Why? Not all crabbers or crab boats owners have respect for their fellow crabbers. Especially, in Homer.

Thursday, January 5, 2012

Pizza Parlor Storm

With the in-laws ready to head back to sunny Arizona we decided to go out for a casual pizza dinner the other night. I warned them, but not myself, that with two weeks in Maui under their belt and one day back to school, their sweet grandchildren may not fare so well. Boy howdy!

With our seven year old having been diagnosed about two years ago with Aspberger's, we are more understanding of his quirks and sometime outbursts. With a year of occupational therapy and two years of counseling, he is doing kind of better. I still am not equipped mentally for some of the things he does. His meltdown on this particular occasion was hotter than the mozzarella on the pie.

Simple questions from the very nice server "what can I get you to drink"? Was the start of a thirty minute tirade. He was overcome with the decision of choosing one drink. This resorted in hitting the table, tossing silverware, throwing himself under the table, throwing himself onto the bench seat, occasional yelling and basically being miserable. We all remained calm during the pizza parlor tirade,thankful we were in the back room, in a corner booth.
We couldn't order for him. That lesson was learned last summer over lemonade in a burger joint. It will never, ever be what he wants.
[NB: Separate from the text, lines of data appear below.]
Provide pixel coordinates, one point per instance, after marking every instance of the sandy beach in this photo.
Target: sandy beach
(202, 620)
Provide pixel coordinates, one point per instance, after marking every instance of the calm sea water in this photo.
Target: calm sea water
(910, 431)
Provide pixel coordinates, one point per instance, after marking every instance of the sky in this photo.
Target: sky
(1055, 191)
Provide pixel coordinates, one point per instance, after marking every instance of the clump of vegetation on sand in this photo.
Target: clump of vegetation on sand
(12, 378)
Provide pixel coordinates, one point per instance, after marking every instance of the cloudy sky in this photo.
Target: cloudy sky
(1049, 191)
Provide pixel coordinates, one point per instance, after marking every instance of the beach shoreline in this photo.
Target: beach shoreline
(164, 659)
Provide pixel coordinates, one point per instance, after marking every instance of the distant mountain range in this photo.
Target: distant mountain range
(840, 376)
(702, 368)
I took his littler brother to the restroom. When I returned, I was picking up more of Jack's silverware and his snowboots. These were all about five feet from our table. I didn't even ask how they got there, I already knew.

Unfortunately the family across the room knew nothing of Jacks's brainwaves. They glared the entire time. Scowling, wanting to shoot daggers at the distraught little boy or his Mother. Thinking he was a brat. I calmly went up to them, leaned down and whispered "he has Aspberger's". They all smiled and nodded! What the hell is smiling and nodding? Assholes, I said under my breath as I walked away.

The food came. Spaghetti for him, his favorite and a hawaiian to share with his brother. He refused to eat, said take it away. He couldn't possibly eat it without a drink.

So, we all started eating and he continued to whine, but the yelling and tossing of tableware was over.

Then, his epiphany hit. "A root beer, where is the lady, I want a root beer". Oh good heavens don't let them be out of root beer and please nice lady server person, don't ask him if he's sure. Please just get the kid his root beer. We can't take it anymore. She came, nodded and one minute later the perfect soda had arrived.
He sipped. That was it. Then he sat and ate an entire plate of spaghetti, garlic bread and pizza. The perfect pizza parlor storm was over, as fast as it had begun.

My head is now crammed into another book on Aspberger's. Not what it is, but how in the hell do we help a young child get through life's most simple of tasks.

I am also thinking kids have too many options. When I was a kid, Coke, Sprite or water? No,f'n lemonade, chocolate milk, Vita water, coke, sprite, root beer, orange, apple juice, cranberry. Hell. It makes my head spin and my son's seemingly detaches from his neck and flies around a room.